Michael Pettis, professor de Finanças na Universidade de Beijing, diz que o endividamento na China não se restringe ao setor imobiliário. Segundo ele, “incorporadores imobiliários chineses, empresas estatais, governos locais e até mesmo famílias comuns” têm todos “níveis de dívida excessivamente altos”.

No caso específico do setor imobiliário, Pettis diz que o endividamento tornou-se uma bola de neve. “Por não conseguirem mais empréstimos e, em muitos casos, serem forçados a pagar dívidas, [os incorporadores] tiveram de liquidar ativos, muitas vezes em condições de liquidação imediata, e às vezes foram forçados a reduzir suas operações. As perdas resultantes muitas vezes apenas pioraram os índices de dívida relatados”.

Entretanto, especialistas apontam que são pequenas as chances de a crise do mercado imobiliário chinês levarem a uma crise econômica global. Isso porque a China tem uma economia fechada, reduzindo o risco de contágio do mercado externo. Ainda assim, o problema tende a reverberar além das fronteiras chinesas. O Brasil, em particular, tem motivos para se preocupar porque é um dos grandes fornecedores do minério de ferro usado pelas construtoras e incorporadoras chinesas.

Por que isso importa?

Além da inadimplência imobiliária, a China sofre também com uma crise energética, decorrente do aumento do preço das fontes de energia globais, da escassez de carvão no país e das consequentes interrupções da produção em diversas fabricas. “A restrição de produção e a escassez de energia provavelmente continuarão pesando no crescimento do quarto trimestre”, disse recentemente uma projeção feita pelos economistas do banco suíço UBS.

Um junção de fatores colocou a China nessa situação. Primeiro, a pressão do governo para reduzir as emissões de gases do efeito estufa, com vistas à meta de atingir a neutralidade de emissões até 2060. Num país que tem quase 60% da economia dependente do carvão, a solução foi impor racionamento de energia em residências e na indústria, a fim de manter sob controle as emissões provenientes da queima de carvão.

Paralelamente, as chuvas torrenciais que atingiram o país recentemente causaram inundações na província de Xanxim, de onde sai cerca de 30% de todo o carvão consumido no país. Como resultado, o preço do produto disparou, e o governo agora se vê numa encruzilhada, forçado a suspender os limites de produção de carvão existentes por razões ambientais.

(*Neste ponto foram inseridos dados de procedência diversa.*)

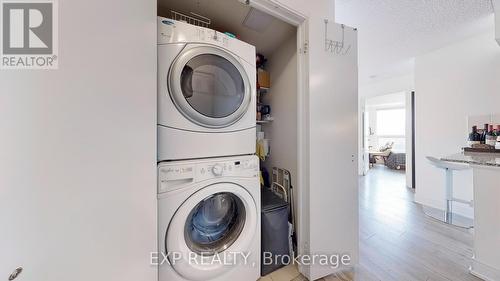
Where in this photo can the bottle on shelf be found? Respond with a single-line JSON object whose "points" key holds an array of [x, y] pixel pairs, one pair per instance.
{"points": [[484, 133], [474, 137]]}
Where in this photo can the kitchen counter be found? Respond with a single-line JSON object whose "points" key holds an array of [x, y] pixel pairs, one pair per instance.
{"points": [[486, 190], [475, 158]]}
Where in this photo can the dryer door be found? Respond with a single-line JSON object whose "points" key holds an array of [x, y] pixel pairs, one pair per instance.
{"points": [[209, 86], [210, 230]]}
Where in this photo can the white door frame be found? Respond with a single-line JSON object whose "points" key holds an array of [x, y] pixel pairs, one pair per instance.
{"points": [[300, 21]]}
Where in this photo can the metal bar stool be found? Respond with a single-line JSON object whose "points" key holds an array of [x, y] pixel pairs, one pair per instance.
{"points": [[447, 216]]}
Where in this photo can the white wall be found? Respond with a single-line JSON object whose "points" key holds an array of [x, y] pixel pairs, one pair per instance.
{"points": [[452, 83], [78, 150], [282, 97]]}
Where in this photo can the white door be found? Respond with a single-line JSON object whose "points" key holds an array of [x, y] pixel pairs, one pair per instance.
{"points": [[209, 86]]}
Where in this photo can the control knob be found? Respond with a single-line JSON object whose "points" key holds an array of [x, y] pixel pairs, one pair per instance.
{"points": [[217, 170]]}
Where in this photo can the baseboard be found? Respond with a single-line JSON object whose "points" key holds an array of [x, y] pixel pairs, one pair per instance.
{"points": [[484, 271]]}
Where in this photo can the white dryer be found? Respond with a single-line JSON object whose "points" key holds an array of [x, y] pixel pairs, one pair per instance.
{"points": [[209, 219], [206, 93]]}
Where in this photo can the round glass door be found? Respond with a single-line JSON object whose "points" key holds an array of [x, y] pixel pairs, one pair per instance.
{"points": [[209, 86], [214, 224]]}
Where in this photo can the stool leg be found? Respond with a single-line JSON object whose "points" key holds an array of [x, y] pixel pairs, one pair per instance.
{"points": [[449, 196]]}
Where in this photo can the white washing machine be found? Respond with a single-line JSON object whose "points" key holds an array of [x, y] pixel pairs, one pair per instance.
{"points": [[206, 93], [209, 219]]}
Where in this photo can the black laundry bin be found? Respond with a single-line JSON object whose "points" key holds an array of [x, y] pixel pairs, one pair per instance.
{"points": [[274, 231]]}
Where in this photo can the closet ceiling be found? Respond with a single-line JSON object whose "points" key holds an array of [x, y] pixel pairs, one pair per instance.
{"points": [[393, 32], [228, 15]]}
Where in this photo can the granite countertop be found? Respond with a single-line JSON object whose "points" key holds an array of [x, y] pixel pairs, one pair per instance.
{"points": [[475, 158]]}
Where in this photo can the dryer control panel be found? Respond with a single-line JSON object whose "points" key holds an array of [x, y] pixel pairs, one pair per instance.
{"points": [[172, 176]]}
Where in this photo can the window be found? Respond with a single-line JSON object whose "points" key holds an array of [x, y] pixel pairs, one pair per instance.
{"points": [[391, 127]]}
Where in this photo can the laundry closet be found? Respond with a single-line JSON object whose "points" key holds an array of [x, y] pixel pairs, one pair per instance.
{"points": [[277, 94]]}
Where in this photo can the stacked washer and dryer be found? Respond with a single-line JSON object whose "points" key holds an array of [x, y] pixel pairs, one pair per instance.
{"points": [[208, 175]]}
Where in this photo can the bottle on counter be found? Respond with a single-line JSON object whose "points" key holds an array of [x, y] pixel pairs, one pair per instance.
{"points": [[491, 138], [474, 137]]}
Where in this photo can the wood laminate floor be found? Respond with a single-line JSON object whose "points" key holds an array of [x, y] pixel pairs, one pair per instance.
{"points": [[397, 241]]}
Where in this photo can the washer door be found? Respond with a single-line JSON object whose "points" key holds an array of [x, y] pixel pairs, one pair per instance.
{"points": [[212, 225], [209, 86]]}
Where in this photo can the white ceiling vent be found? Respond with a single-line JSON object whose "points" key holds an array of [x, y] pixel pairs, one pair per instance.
{"points": [[257, 20]]}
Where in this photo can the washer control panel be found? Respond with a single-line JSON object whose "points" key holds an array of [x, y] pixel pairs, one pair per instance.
{"points": [[172, 176]]}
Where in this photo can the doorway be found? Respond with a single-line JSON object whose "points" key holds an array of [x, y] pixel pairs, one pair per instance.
{"points": [[388, 145]]}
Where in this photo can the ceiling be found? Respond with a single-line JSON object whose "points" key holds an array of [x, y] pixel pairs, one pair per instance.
{"points": [[393, 32], [228, 15]]}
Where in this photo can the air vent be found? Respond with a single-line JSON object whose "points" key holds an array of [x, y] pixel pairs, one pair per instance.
{"points": [[257, 20]]}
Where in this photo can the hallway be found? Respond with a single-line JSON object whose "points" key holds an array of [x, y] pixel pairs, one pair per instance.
{"points": [[398, 242]]}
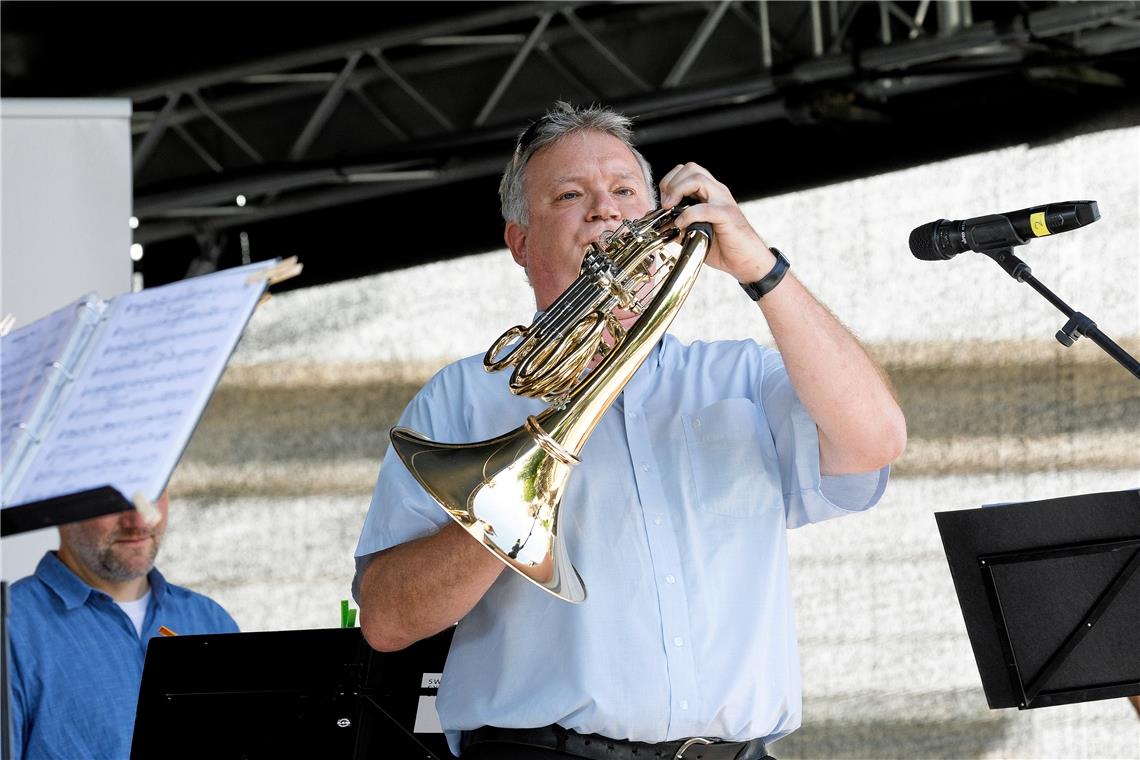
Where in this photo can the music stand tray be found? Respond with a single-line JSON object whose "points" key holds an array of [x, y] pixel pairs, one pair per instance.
{"points": [[1050, 593], [319, 693]]}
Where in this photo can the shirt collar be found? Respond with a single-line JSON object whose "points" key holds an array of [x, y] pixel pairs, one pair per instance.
{"points": [[74, 593]]}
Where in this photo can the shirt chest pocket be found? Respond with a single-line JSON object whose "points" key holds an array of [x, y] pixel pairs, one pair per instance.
{"points": [[733, 459]]}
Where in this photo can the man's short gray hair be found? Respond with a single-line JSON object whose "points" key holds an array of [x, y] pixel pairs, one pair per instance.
{"points": [[560, 121]]}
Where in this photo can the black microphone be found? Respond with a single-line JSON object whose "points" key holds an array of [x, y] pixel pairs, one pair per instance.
{"points": [[945, 238]]}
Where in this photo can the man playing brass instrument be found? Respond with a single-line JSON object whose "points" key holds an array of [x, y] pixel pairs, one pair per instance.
{"points": [[676, 516]]}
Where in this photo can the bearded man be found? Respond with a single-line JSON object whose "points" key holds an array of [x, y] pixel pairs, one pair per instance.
{"points": [[79, 629]]}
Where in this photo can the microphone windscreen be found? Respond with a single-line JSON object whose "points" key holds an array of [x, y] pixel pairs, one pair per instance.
{"points": [[922, 243]]}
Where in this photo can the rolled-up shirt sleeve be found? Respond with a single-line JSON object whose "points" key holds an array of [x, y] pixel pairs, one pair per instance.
{"points": [[809, 497]]}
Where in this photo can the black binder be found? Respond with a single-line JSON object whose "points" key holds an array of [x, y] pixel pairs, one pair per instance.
{"points": [[1050, 593], [288, 694]]}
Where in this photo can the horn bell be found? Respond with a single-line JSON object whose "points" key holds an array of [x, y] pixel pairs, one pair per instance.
{"points": [[505, 492]]}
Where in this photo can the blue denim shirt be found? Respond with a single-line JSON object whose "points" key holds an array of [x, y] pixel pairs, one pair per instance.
{"points": [[676, 520], [76, 662]]}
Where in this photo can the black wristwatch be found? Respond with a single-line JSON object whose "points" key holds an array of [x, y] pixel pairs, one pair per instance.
{"points": [[762, 287]]}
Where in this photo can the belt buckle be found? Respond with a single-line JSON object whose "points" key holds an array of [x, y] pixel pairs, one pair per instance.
{"points": [[690, 743]]}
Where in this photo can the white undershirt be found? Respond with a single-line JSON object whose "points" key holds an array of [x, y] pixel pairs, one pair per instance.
{"points": [[136, 611]]}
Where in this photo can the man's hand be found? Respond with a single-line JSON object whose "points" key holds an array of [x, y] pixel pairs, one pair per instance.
{"points": [[737, 250], [860, 423]]}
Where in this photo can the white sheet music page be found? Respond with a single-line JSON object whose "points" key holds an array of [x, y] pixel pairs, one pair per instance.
{"points": [[141, 390], [35, 365]]}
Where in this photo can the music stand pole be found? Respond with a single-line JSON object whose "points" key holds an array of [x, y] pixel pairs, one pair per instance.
{"points": [[1077, 324]]}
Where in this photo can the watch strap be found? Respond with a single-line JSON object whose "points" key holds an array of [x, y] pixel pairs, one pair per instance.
{"points": [[763, 286]]}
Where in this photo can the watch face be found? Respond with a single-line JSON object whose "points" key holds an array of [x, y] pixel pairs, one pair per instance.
{"points": [[759, 288]]}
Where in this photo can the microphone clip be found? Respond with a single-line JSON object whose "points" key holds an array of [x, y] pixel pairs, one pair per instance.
{"points": [[1014, 267]]}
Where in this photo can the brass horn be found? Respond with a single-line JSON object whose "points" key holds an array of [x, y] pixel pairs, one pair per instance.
{"points": [[506, 491]]}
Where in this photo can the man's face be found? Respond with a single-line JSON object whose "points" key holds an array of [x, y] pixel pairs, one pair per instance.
{"points": [[115, 548], [576, 189]]}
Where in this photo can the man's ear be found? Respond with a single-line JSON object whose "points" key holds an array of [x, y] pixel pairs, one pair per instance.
{"points": [[514, 235]]}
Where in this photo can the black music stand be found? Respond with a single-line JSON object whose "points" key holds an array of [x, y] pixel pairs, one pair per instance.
{"points": [[319, 693], [1050, 593]]}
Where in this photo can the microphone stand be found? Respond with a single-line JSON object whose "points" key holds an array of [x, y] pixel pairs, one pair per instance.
{"points": [[1077, 324]]}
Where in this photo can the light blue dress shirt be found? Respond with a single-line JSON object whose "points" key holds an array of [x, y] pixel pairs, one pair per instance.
{"points": [[76, 662], [676, 521]]}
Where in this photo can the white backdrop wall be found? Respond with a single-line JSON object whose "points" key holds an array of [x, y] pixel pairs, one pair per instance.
{"points": [[65, 201]]}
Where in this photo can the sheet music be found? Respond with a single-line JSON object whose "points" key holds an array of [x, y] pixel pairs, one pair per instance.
{"points": [[151, 370], [34, 360]]}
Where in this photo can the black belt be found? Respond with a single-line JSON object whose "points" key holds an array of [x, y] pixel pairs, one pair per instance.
{"points": [[595, 746]]}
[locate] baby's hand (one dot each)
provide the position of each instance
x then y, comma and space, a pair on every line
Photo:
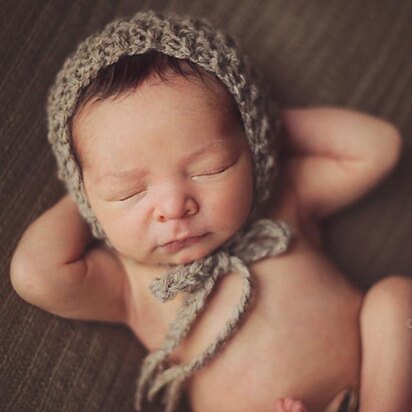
289, 405
57, 267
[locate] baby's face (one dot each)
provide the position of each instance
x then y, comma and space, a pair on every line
167, 169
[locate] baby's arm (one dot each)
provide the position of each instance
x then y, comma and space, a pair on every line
55, 268
336, 156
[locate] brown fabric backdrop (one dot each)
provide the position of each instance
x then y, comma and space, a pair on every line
338, 52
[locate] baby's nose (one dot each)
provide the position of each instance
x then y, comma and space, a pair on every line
175, 206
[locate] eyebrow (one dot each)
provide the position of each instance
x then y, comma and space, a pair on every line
141, 173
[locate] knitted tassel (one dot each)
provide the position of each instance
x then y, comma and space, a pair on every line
264, 238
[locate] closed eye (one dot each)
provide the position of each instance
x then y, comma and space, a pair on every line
137, 195
216, 172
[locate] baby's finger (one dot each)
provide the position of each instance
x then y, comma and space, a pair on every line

Na indústria, as grandes vítimas do racionamento são os setores que demandam mais energia elétrica, como a produção de cimento e as fundições de alumínio e aço, segundo a rede britânica BBC. Num caso extremo, uma fábrica têxtil da província de Jiangsu cortou totalmente a energia num período entre setembro e outubro. Com isso, cerca de 500 trabalhadores tiveram que deixar seus postos e receberam um mês de folga remunerada.

Diferente da crise imobiliária, a energética pode, sim, gerar reflexos relevantes para a economia mundial. Isso porque a cadeia de produção global se habituou com os baixos preços dos produtos oferecidos pela China. Se a escassez de energia levar a uma queda brusca de produção na indústria chinesa, o fornecimento diminuiria e teríamos uma tendência de aumento de preços, com impacto inflacionário relevante no mundo todo.